Vectorstore created with 413 documents


In [9]:
# Let's investigate the vectors

collection = vectorstore._collection
count = collection.count()

sample_embedding = collection.get(limit=1, include=["embeddings"])["embeddings"][0]
dimensions = len(sample_embedding)
print(f"There are {count:,} vectors with {dimensions:,} dimensions in the vector store")

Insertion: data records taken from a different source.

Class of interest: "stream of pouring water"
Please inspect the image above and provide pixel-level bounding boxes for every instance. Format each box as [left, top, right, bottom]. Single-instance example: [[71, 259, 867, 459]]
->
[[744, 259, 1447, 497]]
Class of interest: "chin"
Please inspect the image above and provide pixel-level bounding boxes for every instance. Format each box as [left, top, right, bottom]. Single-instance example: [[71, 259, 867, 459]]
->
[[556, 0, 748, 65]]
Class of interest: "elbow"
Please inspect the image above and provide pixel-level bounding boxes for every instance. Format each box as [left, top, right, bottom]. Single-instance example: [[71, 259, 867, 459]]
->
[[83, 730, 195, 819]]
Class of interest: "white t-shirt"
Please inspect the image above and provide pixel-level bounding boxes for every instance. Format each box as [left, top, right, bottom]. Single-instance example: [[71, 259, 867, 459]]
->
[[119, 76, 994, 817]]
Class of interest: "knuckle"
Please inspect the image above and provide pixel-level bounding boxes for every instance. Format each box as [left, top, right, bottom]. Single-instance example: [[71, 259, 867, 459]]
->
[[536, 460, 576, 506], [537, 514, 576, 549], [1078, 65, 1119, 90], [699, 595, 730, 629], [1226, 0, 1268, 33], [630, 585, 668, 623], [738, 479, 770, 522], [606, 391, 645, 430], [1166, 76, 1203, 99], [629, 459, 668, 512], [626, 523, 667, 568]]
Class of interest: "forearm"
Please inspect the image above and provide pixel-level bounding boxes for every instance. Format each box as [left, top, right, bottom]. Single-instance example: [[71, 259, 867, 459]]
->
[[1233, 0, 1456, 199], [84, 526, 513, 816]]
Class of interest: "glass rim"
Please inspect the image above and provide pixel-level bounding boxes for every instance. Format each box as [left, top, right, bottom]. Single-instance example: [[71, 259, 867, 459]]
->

There are 413 vectors with 384 dimensions in the vector store


### Part C: Visualize!

In [11]:
# Prework

result = collection.get(include=['embeddings', 'documents', 'metadatas'])
vectors = np.array(result['embeddings'])
documents = result['documents']
metadatas = result['metadatas']
doc_types = [metadata['doc_type'] for metadata in metadatas]
colors = [['blue', 'green', 'red', 'orange'][['products', 'employees', 'contracts', 'company'].index(t)] for t in doc_types]

In [12]:
# We humans find it easier to visalize things in 2D!
# Reduce the dimensionality of the vectors to 2D using t-SNE
# (t-distributed stochastic neighbor embedding)

tsne = TSNE(n_components=2, random_state=42)
reduced_vectors = tsne.fit_transform(vectors)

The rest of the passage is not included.